Les acteurs de la cartographie des 18e et 19e siècles, et à leur suite la plupart des historiens de la cartographie, envisageaient l’évolution des méthodes cartographiques comme principalement déterminée par l’évolution technique des instruments. Berthaut exprimait clairement cette position quand il affirmait que « les perfectionnements introduits dans les instruments [avaient permis] de porter à un plus haut degré de précision les méthodes et les calculs »237. Il soutenait un déterminisme technique selon lequel c’était l’apparition de nouveaux instruments qui motivaient l’évolution des méthodes.
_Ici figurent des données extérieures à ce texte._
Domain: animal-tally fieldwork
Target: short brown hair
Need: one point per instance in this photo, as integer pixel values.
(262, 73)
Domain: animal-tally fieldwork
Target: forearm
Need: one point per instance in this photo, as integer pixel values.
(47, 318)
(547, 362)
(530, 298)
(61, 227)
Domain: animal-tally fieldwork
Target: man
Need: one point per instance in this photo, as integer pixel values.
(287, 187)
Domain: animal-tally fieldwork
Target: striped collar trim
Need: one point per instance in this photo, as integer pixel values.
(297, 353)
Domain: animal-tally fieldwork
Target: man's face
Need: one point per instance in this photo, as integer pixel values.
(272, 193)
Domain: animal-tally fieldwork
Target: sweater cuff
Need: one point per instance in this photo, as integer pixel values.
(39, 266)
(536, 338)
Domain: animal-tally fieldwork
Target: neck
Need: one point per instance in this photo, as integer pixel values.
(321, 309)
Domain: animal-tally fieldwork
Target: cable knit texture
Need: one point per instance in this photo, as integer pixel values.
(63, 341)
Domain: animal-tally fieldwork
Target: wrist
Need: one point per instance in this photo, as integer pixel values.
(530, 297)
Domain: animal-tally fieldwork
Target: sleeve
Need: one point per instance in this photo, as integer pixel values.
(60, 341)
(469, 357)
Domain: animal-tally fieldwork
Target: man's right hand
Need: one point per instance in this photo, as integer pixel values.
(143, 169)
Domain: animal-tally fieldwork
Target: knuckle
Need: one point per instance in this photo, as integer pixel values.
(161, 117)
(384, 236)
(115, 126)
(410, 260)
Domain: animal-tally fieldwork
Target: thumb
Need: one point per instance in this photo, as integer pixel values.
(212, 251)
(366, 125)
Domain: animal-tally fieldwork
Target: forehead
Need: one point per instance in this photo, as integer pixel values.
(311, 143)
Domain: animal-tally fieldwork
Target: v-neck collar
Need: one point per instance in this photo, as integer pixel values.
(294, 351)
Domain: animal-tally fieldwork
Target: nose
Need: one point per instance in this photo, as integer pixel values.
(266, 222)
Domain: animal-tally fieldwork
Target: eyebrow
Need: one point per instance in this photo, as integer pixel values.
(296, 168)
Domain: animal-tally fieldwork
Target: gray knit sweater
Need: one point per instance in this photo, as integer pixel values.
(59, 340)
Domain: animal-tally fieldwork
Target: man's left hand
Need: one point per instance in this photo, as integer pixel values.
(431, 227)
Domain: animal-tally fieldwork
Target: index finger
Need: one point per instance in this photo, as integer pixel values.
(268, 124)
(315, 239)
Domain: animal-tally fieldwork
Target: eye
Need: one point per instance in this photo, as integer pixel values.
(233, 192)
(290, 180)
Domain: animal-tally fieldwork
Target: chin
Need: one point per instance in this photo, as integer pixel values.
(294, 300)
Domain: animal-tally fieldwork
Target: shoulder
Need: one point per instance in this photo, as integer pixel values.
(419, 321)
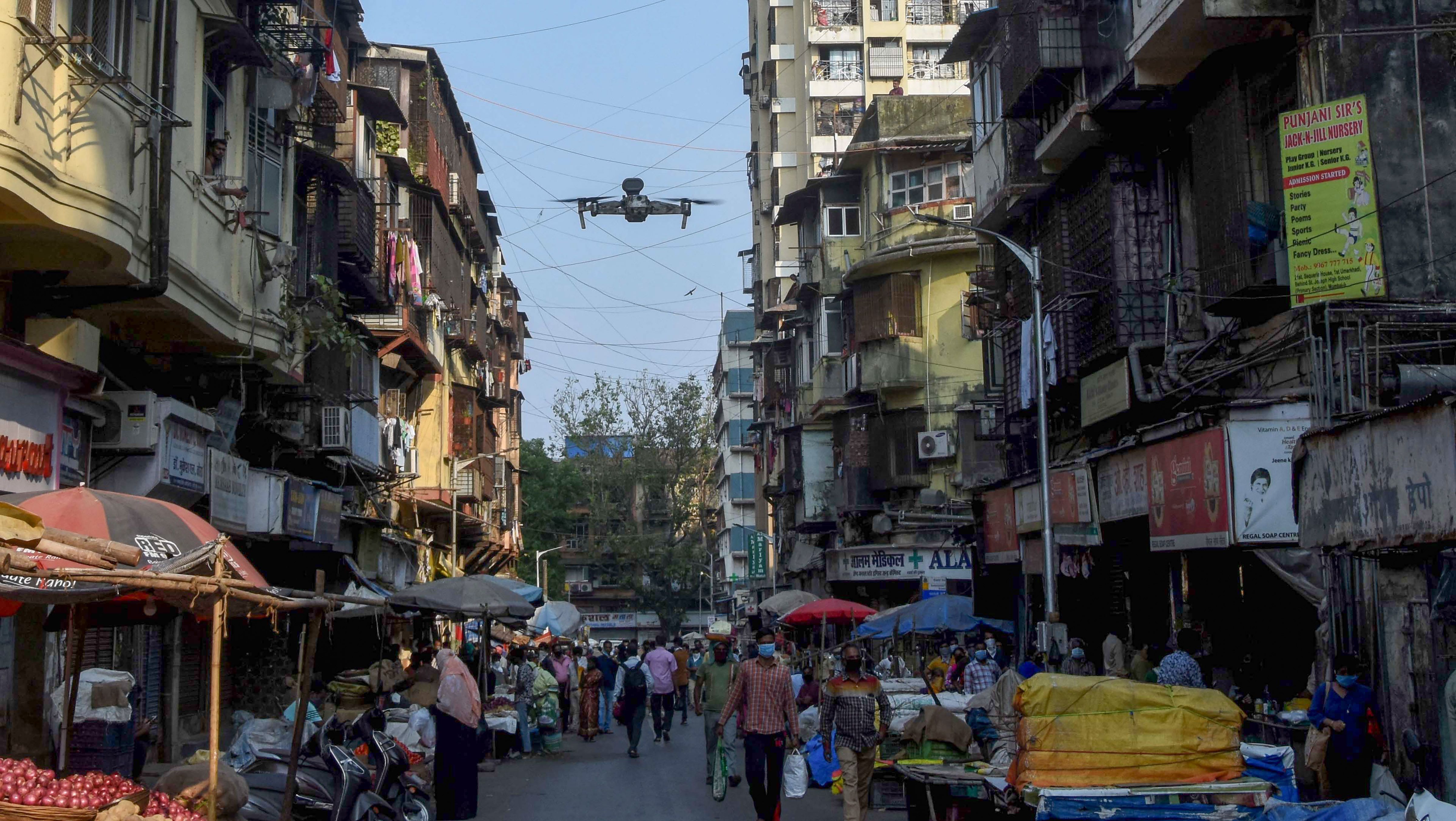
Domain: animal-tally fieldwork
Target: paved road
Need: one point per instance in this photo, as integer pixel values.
(599, 781)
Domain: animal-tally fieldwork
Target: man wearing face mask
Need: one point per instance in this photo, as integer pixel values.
(711, 688)
(1078, 661)
(996, 651)
(851, 702)
(980, 673)
(767, 698)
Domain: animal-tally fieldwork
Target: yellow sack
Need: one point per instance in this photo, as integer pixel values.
(1097, 731)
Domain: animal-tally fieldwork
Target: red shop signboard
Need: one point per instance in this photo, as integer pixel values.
(1189, 493)
(1002, 546)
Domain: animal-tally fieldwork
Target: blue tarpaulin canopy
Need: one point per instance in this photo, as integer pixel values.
(931, 616)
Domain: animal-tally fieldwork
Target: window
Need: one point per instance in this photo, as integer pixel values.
(925, 63)
(108, 24)
(929, 184)
(887, 306)
(39, 12)
(740, 381)
(740, 485)
(842, 220)
(985, 101)
(264, 171)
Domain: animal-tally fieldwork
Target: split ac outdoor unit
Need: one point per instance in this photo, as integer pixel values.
(935, 445)
(334, 427)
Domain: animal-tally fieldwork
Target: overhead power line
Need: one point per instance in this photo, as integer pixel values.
(551, 28)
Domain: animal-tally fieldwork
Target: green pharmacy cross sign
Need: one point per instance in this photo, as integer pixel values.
(758, 555)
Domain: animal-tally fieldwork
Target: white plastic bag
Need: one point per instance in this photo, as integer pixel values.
(796, 775)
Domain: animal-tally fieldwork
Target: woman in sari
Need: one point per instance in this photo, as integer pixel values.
(587, 717)
(458, 714)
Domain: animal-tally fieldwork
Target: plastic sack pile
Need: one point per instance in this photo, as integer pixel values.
(1090, 731)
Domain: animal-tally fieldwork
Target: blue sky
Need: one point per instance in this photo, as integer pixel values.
(673, 57)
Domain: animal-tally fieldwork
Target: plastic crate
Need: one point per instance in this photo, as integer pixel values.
(887, 792)
(938, 750)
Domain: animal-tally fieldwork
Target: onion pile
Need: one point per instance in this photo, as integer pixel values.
(22, 782)
(164, 804)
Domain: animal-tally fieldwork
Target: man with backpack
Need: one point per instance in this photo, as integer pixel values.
(634, 685)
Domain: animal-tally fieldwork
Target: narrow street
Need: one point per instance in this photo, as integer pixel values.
(666, 782)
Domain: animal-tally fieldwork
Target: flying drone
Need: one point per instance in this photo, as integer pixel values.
(635, 206)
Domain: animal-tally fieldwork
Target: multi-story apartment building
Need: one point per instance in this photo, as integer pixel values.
(1245, 233)
(734, 477)
(883, 398)
(812, 72)
(209, 299)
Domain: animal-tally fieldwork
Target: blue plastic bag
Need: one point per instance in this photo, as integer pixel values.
(822, 772)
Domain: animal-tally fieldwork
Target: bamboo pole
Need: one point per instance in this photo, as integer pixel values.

Je pense au contraire que l’évolution technique des instruments géodésiques au 18e et 19e siècle fut essentiellement marquée par des déterminants scientifiques et pratiques. Par exemple, l’emploi préférentiel du cercle répétiteur de Borda plutôt que des théodolites à cercle unique fut toujours justifié au niveau scientifique par des préoccupations de précision des mesures. Au niveau pratique, le souci de la transportabilité de l’instrument et de la rapidité des mesures n’était pas négligé, mais les préoccupations scientifiques s’imposaient toujours quand le temps le permettait. L’importance de ce déterminant scientifique s’accorde d’ailleurs avec la primauté des considérations scientifiques dans la géodésie depuis la fondation de l’Académie des sciences.
La chronologie du développement des méthodes et du perfectionnement des instruments souligne l’antériorité systématique de la conception des méthodes. Si les nouvelles tables de calcul n’étaient effectivement publiées qu’après l’apparition des perfectionnements instrumentaux, c’était bien évidemment parce qu’elles n’auraient été d’aucune utilité auparavant ; mais les méthodes de mesure et de calculs existaient toujours avant la réalisation des instruments les exploitant. La mise au point de ces instruments s’inscrivait très clairement dans une véritable recherche technologique qui justifie la qualification de « proto-industrielle » que j’ai donnée à leur fabrication à partir de la fin du 18e siècle. Par exemple, le cercle répétiteur fut conçu pour permettre l’exploitation de la méthode de la répétition qui palliait aux défauts de construction des instruments. De la même façon, le développement du théodolite géodésique se fit sous la pression d’une demande pratique pour éviter la réduction des angles à l’horizon et d’une évolution conceptuelle de la cartographie qui commençait à se soucier d’une représentation plus géométrique du relief basée sur des opérations de nivellement.
Contrairement à ce qui était généralement avancé pour justifier l’entreprise de nouveaux travaux, ce n’était pas l’apparition de nouvelles techniques qui rendait possible ces travaux, mais bien au contraire une recherche méthodologique menée dans la perspective de tels travaux qui débouchait sur des innovations technologiques. Loin d’un déterminisme technique, je pense donc que l’évolution de la cartographie et de la géodésie entre la fin du 17e et le début du 19e siècle fut en fait gouvernée par un véritable déterminisme scientifique, dont l’influence et l’importance s’expliquent essentiellement par la primauté des préoccupations scientifiques dans le domaine de la géodésie appliquée à la cartographie, pendant la même période.
Selon moi, ce déterminisme scientifique fondamental explique également la disparité entre des méthodes géodésiques matures et des méthodes topographiques encore peu formalisées. La conclusion évidente qui consisterait à dire que la géométrisation de la représentation du relief initiée par la Commission de topographie de 1802 se développa dans une dépendance totale des opérations géodésiques parce que les techniques géodésiques étaient plus développée ou en avance sur les techniques topographiques, notamment dans le domaine du nivellement, ne m’apparaît absolument pas pertinente. Au contraire, je dirai que la formalisation supérieure des techniques géodésiques par rapport aux techniques topographiques procédaient essentiellement de la domination des préoccupations scientifiques, stimulant et soutenant la recherche technologique dans le seul domaine de la géodésie qui intéressait les savants. La lutte d’influence qui opposa scientifiques et militaires autour des projets d’une nouvelle carte de France en est une parfaite illustration.
BERTHAUT Colonel. La Carte de France. T.1. Op. cit., p. 114.